Sensing a severe lack of accomplishment — with a scoreboard nearby to back it up — Nebraska basketball coach Barry Collier benched his starters with 11 minutes left in Kansas University’s 96-54 beatdown of the Cornhuskers on Saturday.
Was it a lesson to Collier’s underachieving starters?
“I think there was a 40-minute lesson there, more so than just not playing those guys again,” Collier said. “They had not produced, so we gave some other guys a chance to see what they could do.”
Nebraska (12-5 overall, 2-2 Big 12 Conference) never has been a program to have much of a basketball tradition, but things rarely have reached a level of futility like Saturday’s implosion. Never before has a Collier-led team lost by more than 40 points, and only three other times in NU history has a final deficit been so darn disgusting.

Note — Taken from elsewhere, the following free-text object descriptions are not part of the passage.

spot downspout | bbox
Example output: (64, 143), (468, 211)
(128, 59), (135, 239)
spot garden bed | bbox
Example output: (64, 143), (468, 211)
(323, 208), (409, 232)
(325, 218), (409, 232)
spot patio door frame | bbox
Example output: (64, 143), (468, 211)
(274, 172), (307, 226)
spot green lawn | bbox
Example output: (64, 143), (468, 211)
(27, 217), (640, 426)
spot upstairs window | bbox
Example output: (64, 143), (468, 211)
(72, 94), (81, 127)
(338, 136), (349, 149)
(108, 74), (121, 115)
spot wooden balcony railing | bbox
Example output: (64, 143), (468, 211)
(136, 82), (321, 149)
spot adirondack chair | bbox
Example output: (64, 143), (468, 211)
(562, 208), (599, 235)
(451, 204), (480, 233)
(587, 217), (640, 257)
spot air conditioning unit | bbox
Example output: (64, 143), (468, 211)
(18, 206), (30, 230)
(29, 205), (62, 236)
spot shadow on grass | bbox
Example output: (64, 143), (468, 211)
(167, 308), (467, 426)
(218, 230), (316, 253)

“If you’ve got a brain, you can just look at the score and see we got beat by 40,” a grumpy Jason Dourisseau said. “That pretty much speaks for itself.”
Yeah, but how did it happen? Before this week’s 0-fer — Saturday’s massacre and an 88-75 loss to Iowa State — Nebraska was ninth in the nation in opponent shooting percentage, with foes connecting on just 38.6 percent of their shots.
For much of Saturday’s game, KU had that figure doubled before finishing 59.7 percent from the field and 61.1 percent from three-point range.
So long, top-10 ranking.
“Anything we tried to throw at them defensively — the press, the zone, the trap, the switch — they were on top of it,” Collier said. “They were the aggressor and kind of seized the day.”
To dump a five-gallon bucket of salt on the already agonizing wound, Nebraska shot 27 percent from the floor, and Collier said that in the first half, his Huskers were 4-of-19 shooting from inside eight feet.
Nebraska did have a better free-throw percentage than the Jayhawks.
But until charities are worth a baker’s dozen apiece, the Huskers can only shrug their shoulders and call their latest visit to Allen Fieldhouse a nightmare from the onset.
“They knocked down a lot of threes, they got a lot of transition buckets,” Dourisseau said. “They basically got whatever they wanted.”
Nebraska coaches and players spent about 15 minutes trying to dice and slice out an explanation to media as to how a 12-point underdog became a 42-point victim of abuse.
But providing the most insight was one blunt comment near the end of the session from Wes Wilkinson, Nebraska’s leading scorer coming in who dropped all of three points in 21 minutes against KU.
“We played terrible,” Wilkinson said, “and they played awesome.”
Sometimes, the best answers come with no digging whatsoever.